Cette contrainte, qui semble souvent anodine puisque Word est quasi-omniprésent sur les postes de travail sous Windows, constitue une très forte barrière à l'entrée pour tous les acteurs du logiciel qui voudraient créer des alternatives. L'environnement bureautique paraît donc actuellement une « chasse gardée » de Microsoft.

Type de format Format libre utilisé par la majorité des éditeurs de logiciels Format privé/propriétaire/exclusif
Pages web HTML et ses dérivés (xml, ...) Théoriquement aucun, le web étant entièrement ouvert à la base. Cependant, plusieurs greffons (plugins-addons) indispensables dans certains sites ôtent au web son côté universel...
Document textuel OpenDocument (.odt) Format de Microsoft Word (.doc, .docx)
Tableur OpenDocument (.ods) Format de Microsoft Excel (.xls, .xlsx)
Présentation assistée par ordinateur (PréAO) OpenDocument (.odp) Format de Microsoft Powerpoint (.ppt, .pptx)
Image PNG, SVG, GIF PSD, JPG, WMF
Son, musique Ogg FLAC, Ogg Vorbis, Ogg Speex ALAC, WMA, MP3
Vidéo, film WebM, Ogg Theora, Xvid AVI, MOV, DivX

En savoir plus

Wikipédia.
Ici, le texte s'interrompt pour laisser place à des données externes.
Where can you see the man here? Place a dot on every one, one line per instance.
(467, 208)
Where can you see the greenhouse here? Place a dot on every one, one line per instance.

Correspondance entre formats ouverts et formats fermés.

Notes et références

  1. OpenDocument est un format ouvert de données pour les applications bureautiques : traitements de texte, tableurs, présentations, diagrammes, dessins et base de données bureautique.
  2. Le terme « format libre » est largement utilisé par la communauté du logiciel libre pour désigner par exemple certains formats audio libres comme Ogg Vorbis.
  3. Surnommés DOC car ils portent une extension .doc ou .docx.
  4. Il n'y a pas que Word qui gère le format DOC, mais les alternatives produisent parfois des fichiers légèrement différents du format original, ce qui est assez gênant, par exemple lors de l'impression (mise en page, marges, tableaux...).